Eyre-Walker and coauthor Nina Stoletzki of Hannover, Germany, analyzed post-publication peer review databases from Faculty of 1000 (F1000) and the Wellcome Trust, containing 5,811 and 716 papers respectively. In each of these databases, reviewers assigned subjective scores to papers based on merit. Eyre-Walker and Stoletzki expected that papers of similar merit would get similar scores, but they found that the reviewers assigned papers the same scores about half the time—only slightly more often than expected by chance. The researchers also found a strong correlation between the IF of the journal in which papers were published and the merit scores that reviewers assigned to papers.

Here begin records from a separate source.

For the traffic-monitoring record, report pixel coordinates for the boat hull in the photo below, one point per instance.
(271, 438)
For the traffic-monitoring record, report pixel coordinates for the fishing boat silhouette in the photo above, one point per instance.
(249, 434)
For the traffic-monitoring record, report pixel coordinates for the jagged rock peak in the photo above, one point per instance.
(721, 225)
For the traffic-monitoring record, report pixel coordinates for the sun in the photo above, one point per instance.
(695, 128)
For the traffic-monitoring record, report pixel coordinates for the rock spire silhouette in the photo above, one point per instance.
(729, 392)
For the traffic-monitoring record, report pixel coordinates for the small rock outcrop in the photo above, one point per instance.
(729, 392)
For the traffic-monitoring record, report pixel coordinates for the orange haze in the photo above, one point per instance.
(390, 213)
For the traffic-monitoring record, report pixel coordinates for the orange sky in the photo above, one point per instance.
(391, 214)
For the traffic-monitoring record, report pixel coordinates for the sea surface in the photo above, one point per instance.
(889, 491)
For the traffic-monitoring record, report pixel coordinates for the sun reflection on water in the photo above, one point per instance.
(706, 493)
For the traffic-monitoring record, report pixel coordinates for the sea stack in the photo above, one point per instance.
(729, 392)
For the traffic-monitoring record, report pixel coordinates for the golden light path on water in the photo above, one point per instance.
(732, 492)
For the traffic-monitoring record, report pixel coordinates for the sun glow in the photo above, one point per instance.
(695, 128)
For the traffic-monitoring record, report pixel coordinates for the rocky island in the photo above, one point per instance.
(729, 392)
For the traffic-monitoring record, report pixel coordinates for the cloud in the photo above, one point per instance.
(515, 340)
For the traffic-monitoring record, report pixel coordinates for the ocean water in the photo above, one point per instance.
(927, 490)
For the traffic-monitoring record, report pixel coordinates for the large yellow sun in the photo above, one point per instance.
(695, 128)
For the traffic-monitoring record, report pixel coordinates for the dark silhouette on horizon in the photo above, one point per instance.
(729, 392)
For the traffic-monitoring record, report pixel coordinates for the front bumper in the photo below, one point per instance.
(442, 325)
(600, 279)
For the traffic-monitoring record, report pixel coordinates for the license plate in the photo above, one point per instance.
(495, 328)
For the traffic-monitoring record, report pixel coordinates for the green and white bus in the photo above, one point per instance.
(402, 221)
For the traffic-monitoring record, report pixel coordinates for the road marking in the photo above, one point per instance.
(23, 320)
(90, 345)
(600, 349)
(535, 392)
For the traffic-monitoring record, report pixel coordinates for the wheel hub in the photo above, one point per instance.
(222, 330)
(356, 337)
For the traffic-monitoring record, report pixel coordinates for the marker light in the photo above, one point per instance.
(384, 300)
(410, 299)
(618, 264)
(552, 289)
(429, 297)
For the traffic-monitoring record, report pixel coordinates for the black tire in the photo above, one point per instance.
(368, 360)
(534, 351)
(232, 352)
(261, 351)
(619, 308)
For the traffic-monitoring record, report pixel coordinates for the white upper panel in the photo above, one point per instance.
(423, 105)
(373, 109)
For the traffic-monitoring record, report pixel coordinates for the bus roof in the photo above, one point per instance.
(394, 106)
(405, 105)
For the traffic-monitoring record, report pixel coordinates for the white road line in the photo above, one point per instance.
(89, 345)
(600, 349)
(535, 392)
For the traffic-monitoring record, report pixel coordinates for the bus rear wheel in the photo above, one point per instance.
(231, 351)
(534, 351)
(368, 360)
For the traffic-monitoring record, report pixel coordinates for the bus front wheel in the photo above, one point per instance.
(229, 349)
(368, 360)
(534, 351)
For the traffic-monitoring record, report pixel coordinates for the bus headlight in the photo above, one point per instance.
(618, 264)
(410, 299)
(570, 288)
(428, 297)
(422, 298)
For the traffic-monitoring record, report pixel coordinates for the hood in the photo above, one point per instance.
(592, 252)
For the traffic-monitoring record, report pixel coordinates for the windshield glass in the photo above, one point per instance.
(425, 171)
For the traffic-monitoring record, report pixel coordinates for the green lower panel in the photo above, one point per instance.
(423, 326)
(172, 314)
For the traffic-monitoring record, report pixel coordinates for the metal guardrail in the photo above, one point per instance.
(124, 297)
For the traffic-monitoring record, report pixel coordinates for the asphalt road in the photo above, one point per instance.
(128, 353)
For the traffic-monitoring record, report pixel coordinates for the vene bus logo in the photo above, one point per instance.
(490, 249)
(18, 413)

“Overall, it seems that subjective assessments of science are poor; they do not correlate strongly to each other and they appear to be strongly influenced by the journal in which the paper was published, with papers in high-ranking journals being afforded a higher score than their intrinsic merit warrants,” the authors wrote.

Eyre-Walker and Stoletzki also found that the number of citations a paper accumulated was mostly random, though papers published in journals with higher IF had more citations, suggesting that citation number is also poor at measuring merit. They suggested, too, that because reviewers usually disagree on the merit of a paper, journal IF is also an inconsistent way to judge a paper. However, they concluded that IF is probably the least error-prone of the three measures based on its transparency.

In an accompanying editorial Jonathan Eisen of the University of California Davis and colleagues wrote that the “study is important for two reasons: it is not only among the first to provide a quantitative assessment of the reliability of evaluating research . . . but it also raises fundamental questions about how we currently evaluate science and how we should do so in the future.”